StringZilla icon indicating copy to clipboard operation
StringZilla copied to clipboard

Bug: Last elements in `basic_charset` initialization are discarded

Open alexbarev opened this issue 1 year ago • 2 comments

Describe the bug

When initializing a basic_charset with character arrays such as those returned by digits() and others, the last element of the array is incorrectly discarded.

https://github.com/ashvardanian/StringZilla/blob/152ed046701aceae2c3d4c995b0b661a9aa06d95/include/stringzilla/stringzilla.hpp#L192-L195

This is due to the use of count_characters - 1 in the loop that populates the basic_charset bitset. https://github.com/ashvardanian/StringZilla/blob/152ed046701aceae2c3d4c995b0b661a9aa06d95/include/stringzilla/stringzilla.hpp#L283-L289

While this prevents including a null terminator for string literals like sz::char_set("x"), it causes incorrect behavior when handling character arrays that do not have a null terminator, resulting in the exclusion of the final character.

I believe this local block is the full extent of the affected code.

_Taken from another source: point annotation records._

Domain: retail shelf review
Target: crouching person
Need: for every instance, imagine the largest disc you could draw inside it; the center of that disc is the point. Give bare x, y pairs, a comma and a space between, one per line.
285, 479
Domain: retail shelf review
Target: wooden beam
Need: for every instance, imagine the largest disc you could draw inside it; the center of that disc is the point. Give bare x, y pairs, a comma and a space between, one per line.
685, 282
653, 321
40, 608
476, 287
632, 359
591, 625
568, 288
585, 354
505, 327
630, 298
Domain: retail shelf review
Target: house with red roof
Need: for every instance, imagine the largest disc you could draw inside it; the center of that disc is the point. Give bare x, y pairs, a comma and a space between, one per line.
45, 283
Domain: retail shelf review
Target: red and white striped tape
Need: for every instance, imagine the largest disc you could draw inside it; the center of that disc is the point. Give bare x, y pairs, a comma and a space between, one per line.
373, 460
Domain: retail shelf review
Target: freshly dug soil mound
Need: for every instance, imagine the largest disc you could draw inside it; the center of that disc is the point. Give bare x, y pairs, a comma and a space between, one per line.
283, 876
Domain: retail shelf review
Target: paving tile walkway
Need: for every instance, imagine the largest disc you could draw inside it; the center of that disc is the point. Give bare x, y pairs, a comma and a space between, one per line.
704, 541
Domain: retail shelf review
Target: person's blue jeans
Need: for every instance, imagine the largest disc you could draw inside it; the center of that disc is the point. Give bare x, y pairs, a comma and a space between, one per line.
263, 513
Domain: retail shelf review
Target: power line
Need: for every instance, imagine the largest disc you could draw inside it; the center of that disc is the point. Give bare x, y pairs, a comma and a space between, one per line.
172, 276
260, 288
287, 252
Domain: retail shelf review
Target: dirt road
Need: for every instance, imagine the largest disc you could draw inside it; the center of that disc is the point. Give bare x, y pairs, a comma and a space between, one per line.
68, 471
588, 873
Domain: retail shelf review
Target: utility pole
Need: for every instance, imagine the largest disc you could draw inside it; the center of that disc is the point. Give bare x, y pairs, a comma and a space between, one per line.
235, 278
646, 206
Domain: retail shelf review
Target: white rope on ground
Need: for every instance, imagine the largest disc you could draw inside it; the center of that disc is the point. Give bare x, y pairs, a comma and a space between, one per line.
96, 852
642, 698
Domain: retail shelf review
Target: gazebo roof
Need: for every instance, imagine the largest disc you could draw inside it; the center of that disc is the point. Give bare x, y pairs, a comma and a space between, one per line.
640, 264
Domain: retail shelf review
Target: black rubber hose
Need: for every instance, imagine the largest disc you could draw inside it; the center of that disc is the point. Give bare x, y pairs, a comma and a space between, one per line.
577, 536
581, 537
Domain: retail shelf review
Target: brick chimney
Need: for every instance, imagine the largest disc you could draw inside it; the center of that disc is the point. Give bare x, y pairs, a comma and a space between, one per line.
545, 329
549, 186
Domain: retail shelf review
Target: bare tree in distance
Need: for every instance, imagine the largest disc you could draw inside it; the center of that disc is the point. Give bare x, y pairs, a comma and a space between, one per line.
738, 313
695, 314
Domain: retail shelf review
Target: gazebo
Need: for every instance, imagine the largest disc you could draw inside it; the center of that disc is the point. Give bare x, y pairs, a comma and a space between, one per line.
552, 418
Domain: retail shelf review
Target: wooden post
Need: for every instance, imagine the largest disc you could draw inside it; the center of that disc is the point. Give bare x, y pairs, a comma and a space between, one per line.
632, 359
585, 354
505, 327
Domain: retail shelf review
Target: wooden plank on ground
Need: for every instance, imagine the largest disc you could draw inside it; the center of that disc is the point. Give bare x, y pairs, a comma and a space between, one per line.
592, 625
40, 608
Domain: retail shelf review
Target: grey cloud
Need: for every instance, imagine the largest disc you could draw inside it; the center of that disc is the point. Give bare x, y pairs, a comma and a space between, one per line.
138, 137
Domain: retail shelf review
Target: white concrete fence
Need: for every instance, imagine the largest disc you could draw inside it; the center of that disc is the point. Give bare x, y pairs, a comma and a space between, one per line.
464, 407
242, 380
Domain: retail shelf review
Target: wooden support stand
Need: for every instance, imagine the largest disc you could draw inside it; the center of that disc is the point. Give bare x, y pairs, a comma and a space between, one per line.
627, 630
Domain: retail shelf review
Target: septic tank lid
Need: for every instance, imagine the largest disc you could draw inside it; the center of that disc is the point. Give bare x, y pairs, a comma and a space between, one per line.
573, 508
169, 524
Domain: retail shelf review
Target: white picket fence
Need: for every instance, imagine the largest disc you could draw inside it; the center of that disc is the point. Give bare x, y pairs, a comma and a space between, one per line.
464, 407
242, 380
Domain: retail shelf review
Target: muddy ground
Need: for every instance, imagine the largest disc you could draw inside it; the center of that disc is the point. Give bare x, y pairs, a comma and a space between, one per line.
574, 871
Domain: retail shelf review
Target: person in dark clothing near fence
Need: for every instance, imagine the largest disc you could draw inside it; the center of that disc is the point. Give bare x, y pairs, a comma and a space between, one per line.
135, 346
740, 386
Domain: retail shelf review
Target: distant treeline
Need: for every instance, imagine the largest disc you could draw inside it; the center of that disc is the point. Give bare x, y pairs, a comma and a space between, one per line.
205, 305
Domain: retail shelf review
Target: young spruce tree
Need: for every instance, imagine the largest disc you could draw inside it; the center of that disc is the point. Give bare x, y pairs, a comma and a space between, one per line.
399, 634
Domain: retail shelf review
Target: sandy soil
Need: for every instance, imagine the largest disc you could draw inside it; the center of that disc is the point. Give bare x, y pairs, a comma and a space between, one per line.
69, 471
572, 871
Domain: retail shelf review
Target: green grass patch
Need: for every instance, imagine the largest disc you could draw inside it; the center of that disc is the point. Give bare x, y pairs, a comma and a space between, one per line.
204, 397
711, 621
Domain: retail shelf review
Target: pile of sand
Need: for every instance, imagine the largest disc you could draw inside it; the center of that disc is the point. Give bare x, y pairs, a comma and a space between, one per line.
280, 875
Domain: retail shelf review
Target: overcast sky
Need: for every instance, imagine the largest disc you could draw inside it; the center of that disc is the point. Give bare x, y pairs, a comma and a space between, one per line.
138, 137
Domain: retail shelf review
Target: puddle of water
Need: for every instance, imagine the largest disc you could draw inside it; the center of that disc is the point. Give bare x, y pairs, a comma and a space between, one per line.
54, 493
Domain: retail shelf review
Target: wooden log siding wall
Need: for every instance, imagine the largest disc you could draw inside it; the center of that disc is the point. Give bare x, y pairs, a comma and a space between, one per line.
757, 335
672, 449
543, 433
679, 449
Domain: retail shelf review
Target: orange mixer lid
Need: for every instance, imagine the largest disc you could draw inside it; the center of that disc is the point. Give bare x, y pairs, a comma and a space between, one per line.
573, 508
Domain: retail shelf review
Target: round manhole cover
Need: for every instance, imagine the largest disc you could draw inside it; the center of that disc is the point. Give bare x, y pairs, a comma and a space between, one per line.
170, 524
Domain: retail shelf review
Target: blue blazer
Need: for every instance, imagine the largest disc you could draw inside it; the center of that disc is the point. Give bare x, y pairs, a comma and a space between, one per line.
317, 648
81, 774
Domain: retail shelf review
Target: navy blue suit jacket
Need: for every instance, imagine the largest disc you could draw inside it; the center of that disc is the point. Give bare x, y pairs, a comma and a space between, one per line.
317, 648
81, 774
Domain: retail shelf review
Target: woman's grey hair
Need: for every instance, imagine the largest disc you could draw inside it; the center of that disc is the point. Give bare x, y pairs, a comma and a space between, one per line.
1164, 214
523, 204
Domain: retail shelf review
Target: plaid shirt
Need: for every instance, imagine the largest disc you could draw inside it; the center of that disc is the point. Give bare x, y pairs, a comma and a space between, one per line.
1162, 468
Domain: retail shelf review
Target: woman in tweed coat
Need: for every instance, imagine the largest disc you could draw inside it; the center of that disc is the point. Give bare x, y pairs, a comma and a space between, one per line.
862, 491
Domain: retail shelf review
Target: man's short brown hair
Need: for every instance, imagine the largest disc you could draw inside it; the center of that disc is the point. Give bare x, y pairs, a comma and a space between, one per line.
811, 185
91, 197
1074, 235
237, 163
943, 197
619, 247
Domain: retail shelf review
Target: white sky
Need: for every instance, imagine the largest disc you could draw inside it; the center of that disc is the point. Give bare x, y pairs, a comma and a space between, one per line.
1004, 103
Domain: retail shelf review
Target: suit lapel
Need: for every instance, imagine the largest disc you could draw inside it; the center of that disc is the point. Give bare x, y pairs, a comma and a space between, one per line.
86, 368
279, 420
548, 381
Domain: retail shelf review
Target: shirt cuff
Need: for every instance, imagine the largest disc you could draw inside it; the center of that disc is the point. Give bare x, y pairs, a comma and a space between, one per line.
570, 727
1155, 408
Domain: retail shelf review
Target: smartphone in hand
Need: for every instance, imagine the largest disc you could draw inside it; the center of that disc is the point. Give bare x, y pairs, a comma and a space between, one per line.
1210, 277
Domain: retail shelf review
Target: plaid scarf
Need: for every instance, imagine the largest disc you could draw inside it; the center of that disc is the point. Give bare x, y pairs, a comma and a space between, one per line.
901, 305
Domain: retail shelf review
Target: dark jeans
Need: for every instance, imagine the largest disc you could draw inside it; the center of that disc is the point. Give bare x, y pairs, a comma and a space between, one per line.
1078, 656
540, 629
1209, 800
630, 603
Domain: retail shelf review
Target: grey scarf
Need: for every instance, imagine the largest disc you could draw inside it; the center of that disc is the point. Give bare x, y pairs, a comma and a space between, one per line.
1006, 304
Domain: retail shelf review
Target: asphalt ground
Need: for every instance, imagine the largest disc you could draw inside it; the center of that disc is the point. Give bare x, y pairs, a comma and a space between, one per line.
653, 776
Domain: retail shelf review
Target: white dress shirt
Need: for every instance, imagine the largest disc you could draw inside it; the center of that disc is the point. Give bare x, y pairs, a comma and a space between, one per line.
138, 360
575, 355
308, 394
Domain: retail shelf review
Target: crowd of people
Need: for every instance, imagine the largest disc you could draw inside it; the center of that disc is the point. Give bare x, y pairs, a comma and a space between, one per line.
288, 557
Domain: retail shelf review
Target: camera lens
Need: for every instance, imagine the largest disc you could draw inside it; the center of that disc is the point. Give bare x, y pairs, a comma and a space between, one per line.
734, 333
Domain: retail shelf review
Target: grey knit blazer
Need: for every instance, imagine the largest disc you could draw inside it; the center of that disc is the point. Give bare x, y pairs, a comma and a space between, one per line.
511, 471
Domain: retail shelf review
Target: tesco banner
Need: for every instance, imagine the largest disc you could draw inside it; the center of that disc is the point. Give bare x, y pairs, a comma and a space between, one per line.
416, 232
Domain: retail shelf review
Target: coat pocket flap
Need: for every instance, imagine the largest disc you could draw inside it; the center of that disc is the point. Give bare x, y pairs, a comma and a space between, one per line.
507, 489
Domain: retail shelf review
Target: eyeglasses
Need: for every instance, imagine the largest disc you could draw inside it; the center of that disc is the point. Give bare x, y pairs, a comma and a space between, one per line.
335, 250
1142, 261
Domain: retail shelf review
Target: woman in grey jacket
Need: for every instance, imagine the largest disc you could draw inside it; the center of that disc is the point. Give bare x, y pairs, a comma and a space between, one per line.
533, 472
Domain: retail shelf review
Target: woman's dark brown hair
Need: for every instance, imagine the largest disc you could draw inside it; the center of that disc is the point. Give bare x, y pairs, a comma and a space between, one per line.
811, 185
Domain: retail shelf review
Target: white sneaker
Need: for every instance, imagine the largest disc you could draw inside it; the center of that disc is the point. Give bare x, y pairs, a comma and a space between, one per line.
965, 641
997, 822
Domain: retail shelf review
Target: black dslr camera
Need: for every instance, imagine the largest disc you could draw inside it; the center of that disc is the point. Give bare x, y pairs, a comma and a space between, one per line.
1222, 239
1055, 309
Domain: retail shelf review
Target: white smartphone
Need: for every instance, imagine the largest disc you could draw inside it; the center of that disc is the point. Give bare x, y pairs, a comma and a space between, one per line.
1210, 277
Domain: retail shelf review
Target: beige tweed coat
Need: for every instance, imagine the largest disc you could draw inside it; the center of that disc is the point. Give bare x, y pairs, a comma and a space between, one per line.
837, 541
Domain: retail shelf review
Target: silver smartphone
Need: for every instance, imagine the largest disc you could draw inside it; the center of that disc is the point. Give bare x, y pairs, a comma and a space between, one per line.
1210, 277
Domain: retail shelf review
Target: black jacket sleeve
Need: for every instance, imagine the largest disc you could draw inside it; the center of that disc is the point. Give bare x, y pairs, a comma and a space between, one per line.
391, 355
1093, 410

https://github.com/ashvardanian/StringZilla/blob/152ed046701aceae2c3d4c995b0b661a9aa06d95/include/stringzilla/stringzilla.hpp#L330-L341

Steps to reproduce

#include "stringzilla/stringzilla.hpp"

namespace sz = ashvardanian::stringzilla;

int main() {
        sz::string haystack = "239";

        // Test with null-terminated string
        assert(haystack.contains_only(sz::char_set("0123456789")));
        // Passes: null terminator is correctly discarded

        // Test with initializer list
        static std::initializer_list all = {'0', '1', '2', '3', '4', '5', '6', '7', '8', '9'};
        assert (haystack.contains_only(sz::char_set {all}));
        // Passes: constructor for initializer list is called

        // Test with carray
        sz::carray<10> all_digits = {'0', '1', '2', '3', '4', '5', '6', '7', '8', '9'};
        assert(haystack.contains_only(sz::char_set {all_digits}));
        assert(haystack.is_digit());
        // Fails: '9' is incorrectly discarded
}

Expected behavior

No asserts

StringZilla version

v3.11.0

Operating System

Ubuntu 22.04.5

Hardware architecture

x86

Which interface are you using?

C++ bindings

Contact Details

No response

Are you open to being tagged as a contributor?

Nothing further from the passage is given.